Le Conseil constitutionnel a validé l’une des mesures de la loi Le Meur qui autorise certaines copropriétés à modifier leur règlement intérieur à la majorité des deux tiers pour interdire les locations de courte durée.
Ces dernières années, on a assisté à un très fort développement des locations de courte durée de meublés. Cette croissance s’est faite au détriment de la population locale. Dans les zones touristiques de bien des territoires, il peut en effet être difficile de trouver une location immobilière à l’année. Dans un immeuble, la présence de locations touristiques peut engendrer des nuisances (bruits, etc.).

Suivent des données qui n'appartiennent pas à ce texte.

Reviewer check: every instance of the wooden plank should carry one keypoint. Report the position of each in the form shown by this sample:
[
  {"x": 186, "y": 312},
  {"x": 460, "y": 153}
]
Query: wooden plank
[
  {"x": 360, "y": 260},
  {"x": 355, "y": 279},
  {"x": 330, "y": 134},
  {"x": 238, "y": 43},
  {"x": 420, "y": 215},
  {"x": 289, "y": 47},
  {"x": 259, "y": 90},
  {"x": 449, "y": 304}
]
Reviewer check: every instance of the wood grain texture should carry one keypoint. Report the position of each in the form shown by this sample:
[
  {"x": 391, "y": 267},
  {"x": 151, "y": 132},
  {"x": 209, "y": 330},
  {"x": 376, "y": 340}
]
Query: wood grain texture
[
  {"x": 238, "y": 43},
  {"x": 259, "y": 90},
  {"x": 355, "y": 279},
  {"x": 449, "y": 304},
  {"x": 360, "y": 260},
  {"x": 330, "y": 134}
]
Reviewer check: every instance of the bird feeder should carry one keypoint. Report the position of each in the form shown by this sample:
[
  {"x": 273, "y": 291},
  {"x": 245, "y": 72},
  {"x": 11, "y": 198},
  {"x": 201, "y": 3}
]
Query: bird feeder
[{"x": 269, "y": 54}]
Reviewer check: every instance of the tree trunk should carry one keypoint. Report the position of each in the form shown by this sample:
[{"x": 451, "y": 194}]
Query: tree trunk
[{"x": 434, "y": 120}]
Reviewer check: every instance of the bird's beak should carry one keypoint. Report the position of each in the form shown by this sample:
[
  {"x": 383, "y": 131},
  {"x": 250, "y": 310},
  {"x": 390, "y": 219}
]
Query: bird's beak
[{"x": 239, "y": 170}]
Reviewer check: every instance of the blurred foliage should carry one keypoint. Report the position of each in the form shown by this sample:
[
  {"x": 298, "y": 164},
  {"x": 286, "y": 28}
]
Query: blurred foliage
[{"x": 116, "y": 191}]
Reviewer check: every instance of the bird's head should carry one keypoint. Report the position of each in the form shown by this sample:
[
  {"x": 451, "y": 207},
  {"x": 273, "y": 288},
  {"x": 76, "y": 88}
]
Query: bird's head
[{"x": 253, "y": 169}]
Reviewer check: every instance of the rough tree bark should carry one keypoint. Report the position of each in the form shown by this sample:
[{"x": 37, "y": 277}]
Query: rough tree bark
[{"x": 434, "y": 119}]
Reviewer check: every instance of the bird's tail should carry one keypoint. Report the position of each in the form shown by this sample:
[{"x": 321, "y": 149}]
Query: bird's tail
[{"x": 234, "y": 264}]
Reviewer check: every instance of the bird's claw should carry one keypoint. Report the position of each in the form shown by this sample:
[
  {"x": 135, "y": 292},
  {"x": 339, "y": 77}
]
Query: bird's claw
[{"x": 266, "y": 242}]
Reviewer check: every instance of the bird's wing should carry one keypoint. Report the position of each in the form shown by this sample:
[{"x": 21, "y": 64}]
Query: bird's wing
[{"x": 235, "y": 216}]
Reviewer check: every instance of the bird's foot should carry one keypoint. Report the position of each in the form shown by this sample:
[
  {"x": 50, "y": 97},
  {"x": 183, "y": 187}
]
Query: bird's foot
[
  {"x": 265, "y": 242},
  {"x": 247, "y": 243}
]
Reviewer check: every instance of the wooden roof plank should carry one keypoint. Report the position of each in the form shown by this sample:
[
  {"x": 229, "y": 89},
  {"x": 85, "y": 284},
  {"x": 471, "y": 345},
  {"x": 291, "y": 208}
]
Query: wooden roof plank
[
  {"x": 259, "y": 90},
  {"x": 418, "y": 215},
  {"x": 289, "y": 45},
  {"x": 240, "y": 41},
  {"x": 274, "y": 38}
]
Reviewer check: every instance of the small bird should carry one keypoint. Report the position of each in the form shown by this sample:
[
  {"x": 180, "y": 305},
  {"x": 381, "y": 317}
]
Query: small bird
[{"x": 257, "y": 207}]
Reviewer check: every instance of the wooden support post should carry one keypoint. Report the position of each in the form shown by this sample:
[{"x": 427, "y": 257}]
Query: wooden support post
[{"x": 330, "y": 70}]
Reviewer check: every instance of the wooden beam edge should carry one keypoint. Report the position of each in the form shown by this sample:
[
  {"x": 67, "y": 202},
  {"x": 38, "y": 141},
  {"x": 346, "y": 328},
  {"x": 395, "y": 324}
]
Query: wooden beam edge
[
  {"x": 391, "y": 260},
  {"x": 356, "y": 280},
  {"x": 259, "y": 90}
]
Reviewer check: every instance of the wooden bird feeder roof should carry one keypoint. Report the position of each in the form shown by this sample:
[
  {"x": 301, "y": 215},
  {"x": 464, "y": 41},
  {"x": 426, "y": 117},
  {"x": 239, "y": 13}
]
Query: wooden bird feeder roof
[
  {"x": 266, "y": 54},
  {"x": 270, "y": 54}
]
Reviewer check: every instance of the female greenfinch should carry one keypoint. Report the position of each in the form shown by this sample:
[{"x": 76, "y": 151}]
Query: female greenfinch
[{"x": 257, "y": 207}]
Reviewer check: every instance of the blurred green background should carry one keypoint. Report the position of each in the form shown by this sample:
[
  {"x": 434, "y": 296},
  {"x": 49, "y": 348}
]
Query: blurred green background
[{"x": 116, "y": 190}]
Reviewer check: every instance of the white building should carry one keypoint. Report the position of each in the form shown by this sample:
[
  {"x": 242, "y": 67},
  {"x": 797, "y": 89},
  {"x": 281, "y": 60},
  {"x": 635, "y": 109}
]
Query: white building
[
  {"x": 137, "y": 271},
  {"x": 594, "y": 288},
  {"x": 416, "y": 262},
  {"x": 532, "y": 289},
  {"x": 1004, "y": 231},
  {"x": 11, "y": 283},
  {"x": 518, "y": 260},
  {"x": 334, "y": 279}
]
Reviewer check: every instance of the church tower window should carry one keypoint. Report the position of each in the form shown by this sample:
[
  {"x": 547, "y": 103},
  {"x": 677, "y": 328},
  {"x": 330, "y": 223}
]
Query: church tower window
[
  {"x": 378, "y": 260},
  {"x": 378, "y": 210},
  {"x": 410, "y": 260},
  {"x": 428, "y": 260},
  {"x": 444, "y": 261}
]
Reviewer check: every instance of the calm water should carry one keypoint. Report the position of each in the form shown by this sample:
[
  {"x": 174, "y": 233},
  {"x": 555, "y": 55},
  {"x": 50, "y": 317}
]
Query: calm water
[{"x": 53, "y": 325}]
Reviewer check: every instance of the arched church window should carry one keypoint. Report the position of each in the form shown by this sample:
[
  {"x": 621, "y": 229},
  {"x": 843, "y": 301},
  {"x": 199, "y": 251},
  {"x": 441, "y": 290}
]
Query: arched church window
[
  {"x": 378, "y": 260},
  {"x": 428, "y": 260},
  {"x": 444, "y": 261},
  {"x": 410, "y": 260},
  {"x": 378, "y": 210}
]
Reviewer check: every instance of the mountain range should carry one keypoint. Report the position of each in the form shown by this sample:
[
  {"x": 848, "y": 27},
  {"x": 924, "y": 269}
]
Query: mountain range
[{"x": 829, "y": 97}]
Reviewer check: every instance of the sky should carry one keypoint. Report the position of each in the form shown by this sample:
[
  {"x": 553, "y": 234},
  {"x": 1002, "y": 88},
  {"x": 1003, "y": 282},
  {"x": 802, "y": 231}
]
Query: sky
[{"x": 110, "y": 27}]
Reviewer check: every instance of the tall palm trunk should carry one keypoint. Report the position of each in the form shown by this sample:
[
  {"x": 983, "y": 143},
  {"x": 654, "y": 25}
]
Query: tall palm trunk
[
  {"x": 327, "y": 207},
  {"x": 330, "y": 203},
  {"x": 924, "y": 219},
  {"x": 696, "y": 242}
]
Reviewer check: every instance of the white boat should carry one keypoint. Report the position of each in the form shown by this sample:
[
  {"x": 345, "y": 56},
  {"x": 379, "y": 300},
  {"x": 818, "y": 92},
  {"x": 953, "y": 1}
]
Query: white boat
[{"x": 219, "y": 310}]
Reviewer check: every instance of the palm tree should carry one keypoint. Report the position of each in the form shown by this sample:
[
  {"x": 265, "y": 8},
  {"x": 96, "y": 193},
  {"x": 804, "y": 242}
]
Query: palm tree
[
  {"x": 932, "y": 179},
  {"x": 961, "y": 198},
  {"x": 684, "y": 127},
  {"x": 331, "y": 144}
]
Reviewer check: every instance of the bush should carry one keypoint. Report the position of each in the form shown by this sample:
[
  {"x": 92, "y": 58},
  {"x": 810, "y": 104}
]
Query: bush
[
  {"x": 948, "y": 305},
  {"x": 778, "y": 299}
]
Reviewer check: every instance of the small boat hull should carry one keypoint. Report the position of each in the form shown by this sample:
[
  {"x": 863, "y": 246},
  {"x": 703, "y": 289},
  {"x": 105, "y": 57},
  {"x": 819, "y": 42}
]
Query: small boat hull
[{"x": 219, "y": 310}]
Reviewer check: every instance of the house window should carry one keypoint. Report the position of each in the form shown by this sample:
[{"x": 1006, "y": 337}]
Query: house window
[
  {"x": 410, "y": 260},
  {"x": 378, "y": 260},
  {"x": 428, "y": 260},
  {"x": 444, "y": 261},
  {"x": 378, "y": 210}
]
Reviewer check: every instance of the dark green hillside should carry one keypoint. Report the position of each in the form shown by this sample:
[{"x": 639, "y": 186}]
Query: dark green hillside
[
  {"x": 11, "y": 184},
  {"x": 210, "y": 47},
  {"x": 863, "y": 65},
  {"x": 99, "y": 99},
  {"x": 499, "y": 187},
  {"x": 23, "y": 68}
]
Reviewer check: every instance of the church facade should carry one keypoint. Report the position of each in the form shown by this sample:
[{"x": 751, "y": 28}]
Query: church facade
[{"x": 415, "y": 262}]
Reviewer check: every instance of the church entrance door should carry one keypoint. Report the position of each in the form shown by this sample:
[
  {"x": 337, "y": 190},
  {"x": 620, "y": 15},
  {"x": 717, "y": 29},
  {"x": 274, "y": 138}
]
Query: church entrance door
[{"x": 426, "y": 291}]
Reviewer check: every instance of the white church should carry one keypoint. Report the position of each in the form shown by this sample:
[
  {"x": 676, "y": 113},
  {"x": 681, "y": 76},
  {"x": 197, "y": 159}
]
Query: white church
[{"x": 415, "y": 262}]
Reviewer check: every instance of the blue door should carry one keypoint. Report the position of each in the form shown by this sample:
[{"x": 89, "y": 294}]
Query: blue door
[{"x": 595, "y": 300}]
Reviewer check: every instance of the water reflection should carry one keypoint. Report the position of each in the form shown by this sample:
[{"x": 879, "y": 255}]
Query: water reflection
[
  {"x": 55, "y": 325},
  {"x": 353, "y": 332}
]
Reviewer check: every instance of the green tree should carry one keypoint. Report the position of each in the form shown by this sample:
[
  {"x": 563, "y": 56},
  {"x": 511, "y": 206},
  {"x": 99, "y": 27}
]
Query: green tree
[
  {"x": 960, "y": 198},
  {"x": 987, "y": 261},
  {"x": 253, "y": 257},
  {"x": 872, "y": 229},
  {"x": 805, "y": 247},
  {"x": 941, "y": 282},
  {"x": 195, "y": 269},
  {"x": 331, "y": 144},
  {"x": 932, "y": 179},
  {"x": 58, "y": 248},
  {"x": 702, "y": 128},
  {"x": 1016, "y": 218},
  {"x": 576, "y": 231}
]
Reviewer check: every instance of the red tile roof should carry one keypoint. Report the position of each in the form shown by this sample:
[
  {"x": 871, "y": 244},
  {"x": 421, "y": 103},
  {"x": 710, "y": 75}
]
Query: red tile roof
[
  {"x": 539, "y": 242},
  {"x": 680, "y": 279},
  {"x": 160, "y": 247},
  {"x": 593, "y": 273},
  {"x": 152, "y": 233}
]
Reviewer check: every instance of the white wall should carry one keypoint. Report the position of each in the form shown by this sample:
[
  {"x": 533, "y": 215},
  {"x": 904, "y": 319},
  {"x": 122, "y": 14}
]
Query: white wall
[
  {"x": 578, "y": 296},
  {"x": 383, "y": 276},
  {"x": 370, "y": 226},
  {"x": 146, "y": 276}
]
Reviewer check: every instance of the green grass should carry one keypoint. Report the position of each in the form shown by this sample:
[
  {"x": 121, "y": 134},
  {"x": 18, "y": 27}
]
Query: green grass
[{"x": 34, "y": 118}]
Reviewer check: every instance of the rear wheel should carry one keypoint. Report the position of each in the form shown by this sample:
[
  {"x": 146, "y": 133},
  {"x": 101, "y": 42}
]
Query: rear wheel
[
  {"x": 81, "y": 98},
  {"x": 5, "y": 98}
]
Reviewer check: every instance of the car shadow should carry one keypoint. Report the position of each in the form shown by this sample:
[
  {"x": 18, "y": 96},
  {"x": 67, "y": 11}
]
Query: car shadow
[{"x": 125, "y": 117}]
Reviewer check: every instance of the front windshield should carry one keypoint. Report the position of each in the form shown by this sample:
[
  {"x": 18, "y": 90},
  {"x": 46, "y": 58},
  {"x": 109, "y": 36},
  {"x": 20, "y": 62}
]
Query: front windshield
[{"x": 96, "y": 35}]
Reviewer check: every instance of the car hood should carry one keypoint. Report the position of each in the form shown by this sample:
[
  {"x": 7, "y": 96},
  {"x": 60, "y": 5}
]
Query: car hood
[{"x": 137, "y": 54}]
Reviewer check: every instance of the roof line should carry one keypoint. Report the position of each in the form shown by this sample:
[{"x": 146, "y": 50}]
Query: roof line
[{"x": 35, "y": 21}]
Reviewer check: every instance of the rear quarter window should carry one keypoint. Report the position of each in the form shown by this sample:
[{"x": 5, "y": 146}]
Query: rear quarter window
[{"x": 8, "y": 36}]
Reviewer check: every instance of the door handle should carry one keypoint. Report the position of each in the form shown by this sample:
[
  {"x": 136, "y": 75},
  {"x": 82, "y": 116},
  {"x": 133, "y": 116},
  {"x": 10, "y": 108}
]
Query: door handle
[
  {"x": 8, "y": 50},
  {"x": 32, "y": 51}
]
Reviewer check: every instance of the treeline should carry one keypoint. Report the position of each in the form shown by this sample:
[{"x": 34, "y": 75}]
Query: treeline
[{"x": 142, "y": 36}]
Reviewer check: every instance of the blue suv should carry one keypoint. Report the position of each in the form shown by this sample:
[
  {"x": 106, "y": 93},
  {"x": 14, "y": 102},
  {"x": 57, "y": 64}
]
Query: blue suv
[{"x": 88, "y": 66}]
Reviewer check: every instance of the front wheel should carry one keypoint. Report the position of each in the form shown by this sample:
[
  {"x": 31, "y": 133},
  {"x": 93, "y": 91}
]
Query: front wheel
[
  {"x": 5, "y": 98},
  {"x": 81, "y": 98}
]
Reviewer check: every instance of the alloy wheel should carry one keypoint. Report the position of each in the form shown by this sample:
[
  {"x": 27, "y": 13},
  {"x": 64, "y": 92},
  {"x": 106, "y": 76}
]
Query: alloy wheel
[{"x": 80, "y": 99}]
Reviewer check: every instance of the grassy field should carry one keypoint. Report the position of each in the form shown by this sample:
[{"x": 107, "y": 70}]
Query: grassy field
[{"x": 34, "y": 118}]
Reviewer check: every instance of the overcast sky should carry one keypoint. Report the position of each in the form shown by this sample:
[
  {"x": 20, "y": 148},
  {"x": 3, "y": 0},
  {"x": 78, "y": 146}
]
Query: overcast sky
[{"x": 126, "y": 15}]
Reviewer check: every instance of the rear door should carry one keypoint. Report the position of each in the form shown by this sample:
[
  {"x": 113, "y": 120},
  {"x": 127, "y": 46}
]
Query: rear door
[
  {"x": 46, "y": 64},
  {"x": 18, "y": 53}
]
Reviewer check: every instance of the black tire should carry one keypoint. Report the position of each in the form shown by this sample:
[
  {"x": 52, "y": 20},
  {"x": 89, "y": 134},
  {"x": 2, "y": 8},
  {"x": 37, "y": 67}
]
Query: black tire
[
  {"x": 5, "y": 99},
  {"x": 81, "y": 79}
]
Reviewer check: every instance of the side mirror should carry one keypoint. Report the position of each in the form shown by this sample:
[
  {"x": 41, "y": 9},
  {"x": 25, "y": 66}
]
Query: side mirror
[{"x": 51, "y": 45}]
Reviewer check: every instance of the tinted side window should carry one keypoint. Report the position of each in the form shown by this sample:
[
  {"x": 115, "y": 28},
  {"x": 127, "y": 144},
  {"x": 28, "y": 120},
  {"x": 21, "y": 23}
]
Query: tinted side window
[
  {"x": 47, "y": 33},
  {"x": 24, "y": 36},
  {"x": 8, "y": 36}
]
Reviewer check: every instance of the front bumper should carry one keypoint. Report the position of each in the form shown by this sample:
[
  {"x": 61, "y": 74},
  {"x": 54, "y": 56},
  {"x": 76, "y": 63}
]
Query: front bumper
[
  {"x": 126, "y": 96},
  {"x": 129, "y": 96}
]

La loi Le Meur du 19 novembre 2024 a donc mis en place des outils utilisables par les communes et les copropriétés afin de réguler les locations touristiques.
La loi Le Meur autorise ainsi certaines copropriétés à ajouter dans leur règlement une clause interdisant les locations saisonnières à la majorité des deux tiers au lieu de l’unanimité. La mesure, contestée par une SCI, a été validée en mars dernier par le Conseil constitutionnel qui estime qu’elle est suffisamment encadrée. Pour qu’un vote à la majorité des deux tiers suffise, le règlement doit en effet déjà contenir une clause d’habitation bourgeoise qui interdit les activités commerciales dans les logements. De plus, l’interdiction ne porte que sur les résidences secondaires. Un copropriétaire garde donc toute latitude pour proposer un lot à la location en tant que résidence principale.